Even though personally I don't find Trump very attractive in many ways, in terms of foreign policy, he was very clear and made good decisions. In the Middle East, for example, the Abraham Accords were significant. He met with Kim Jong-un, although that didn't go very far, and he also understood well where Russia should be located in the Western camp. There was a big shock, and Zelensky didn't understand this bigger picture. There was a huge shock in Russia as well. The Ukrainian Orthodox Church became autocephalous, which was significant because Kyiv is the birthplace of Russian Orthodoxy. The head of the Russian Orthodox Church was in Kyiv, but later on, it was transferred to Moscow. Up until 2019, the Orthodox in Ukraine fell under the authority of the Russian Patriarchate, but many Ukrainians, encouraged by Americans, wanted their own national Orthodox Church independent of Moscow, which they achieved in 2019.
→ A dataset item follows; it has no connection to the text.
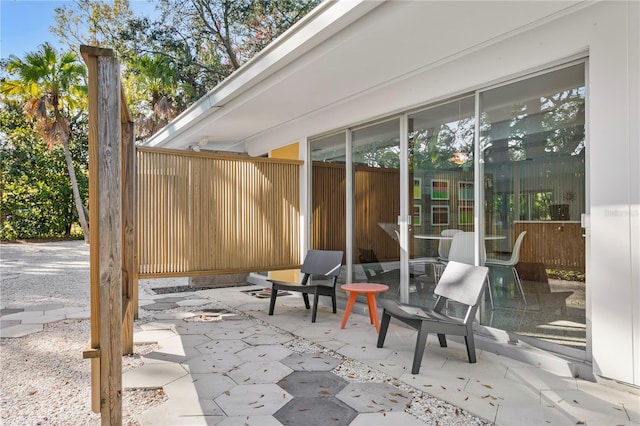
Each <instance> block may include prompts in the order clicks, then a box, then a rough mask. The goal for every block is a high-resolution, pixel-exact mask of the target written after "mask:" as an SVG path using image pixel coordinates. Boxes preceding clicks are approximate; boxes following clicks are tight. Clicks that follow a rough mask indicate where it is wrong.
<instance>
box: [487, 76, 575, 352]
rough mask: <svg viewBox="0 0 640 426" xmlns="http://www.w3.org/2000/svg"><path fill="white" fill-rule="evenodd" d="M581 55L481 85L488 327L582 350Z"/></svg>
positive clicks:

This was a huge shock for Russia because they believed they were all part of the same church and spiritual community. Kyiv's independence and joining the West broke up the vision of a united Orthodox Russian world. This act represents a cultural, existential, and religious crisis for Russians, which is very deep and not just about politics or military defence. There is a lot of talk about denazification and demilitarisation, but Ukraine was never a military threat to Russia. There was never any aspirational desire for Ukraine to invade Russia. It is important to note that Ukraine is not run by Nazis; Zelensky himself is Jewish. The term 'Nazi' is often used to label enemies, but it is misleading. While some Ukrainians in the west did collaborate with the Germans during the Second World War, they later turned against them when they realised the Nazis were not better than the Soviets.
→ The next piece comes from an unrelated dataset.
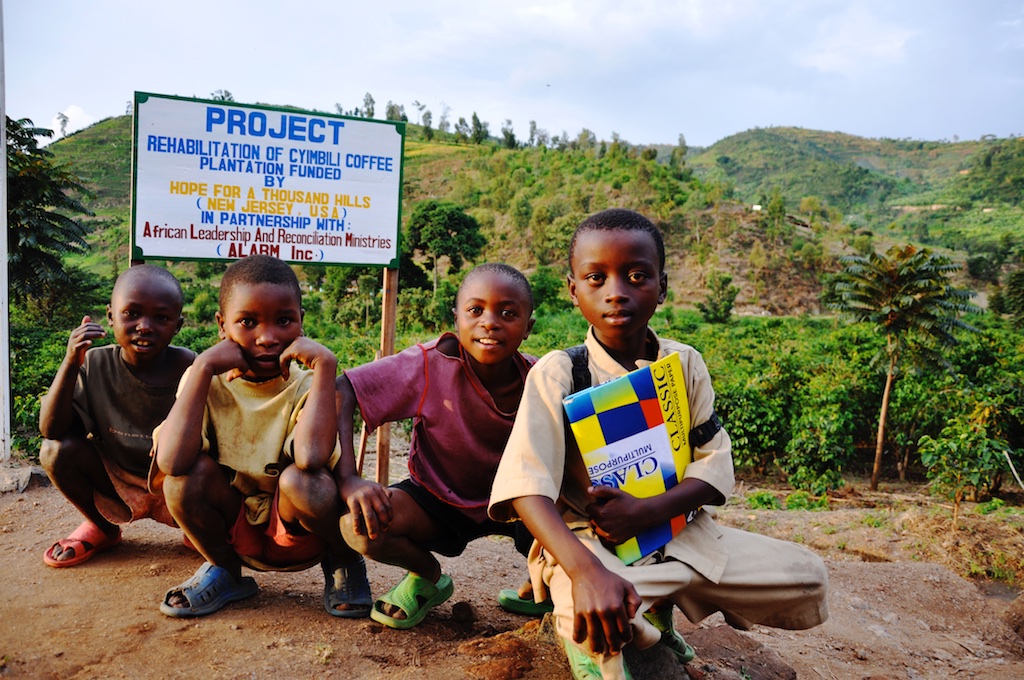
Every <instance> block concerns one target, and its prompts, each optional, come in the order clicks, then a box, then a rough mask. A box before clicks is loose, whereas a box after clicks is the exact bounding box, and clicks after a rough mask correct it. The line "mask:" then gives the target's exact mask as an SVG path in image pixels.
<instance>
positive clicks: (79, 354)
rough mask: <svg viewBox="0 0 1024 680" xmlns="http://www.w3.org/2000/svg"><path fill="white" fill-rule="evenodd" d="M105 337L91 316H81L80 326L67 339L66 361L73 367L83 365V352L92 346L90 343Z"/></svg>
mask: <svg viewBox="0 0 1024 680" xmlns="http://www.w3.org/2000/svg"><path fill="white" fill-rule="evenodd" d="M104 335H106V331H104V330H103V327H102V326H100V325H99V324H96V323H95V322H93V321H92V317H91V316H83V317H82V325H81V326H79V327H78V328H76V329H75V330H74V331H72V332H71V337H70V338H69V339H68V354H67V360H68V362H70V363H71V364H74V365H75V366H82V365H83V364H85V350H87V349H88V348H89V347H91V346H92V341H93V340H95V339H96V338H101V337H103V336H104Z"/></svg>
The pretext of denazification and demilitarisation is just that—a pretext. Another excuse is to stop Ukraine from adopting Western culture, including LGBTQ+ rights, and to defend traditional marriage and families. However, if Putin is genuinely concerned about these issues, using tanks and guns is not the solution. If he truly cares, he should send in missionaries and engage in arguments, support education, and provide textbooks to combat Western culture. You cannot achieve this with military force. The ongoing conflict has created significant tension in mixed marriages between Ukrainians and Russians, which were once seen as normal. Now, due to the current situation, there is immense stress on families with ties to both sides, leading to devastatingly tragic outcomes. Solzhenitsyn suggested in the early 1980s that when Ukraine became independent, it should have a series of local referendums where people could decide if they wanted to remain in Ukraine or not.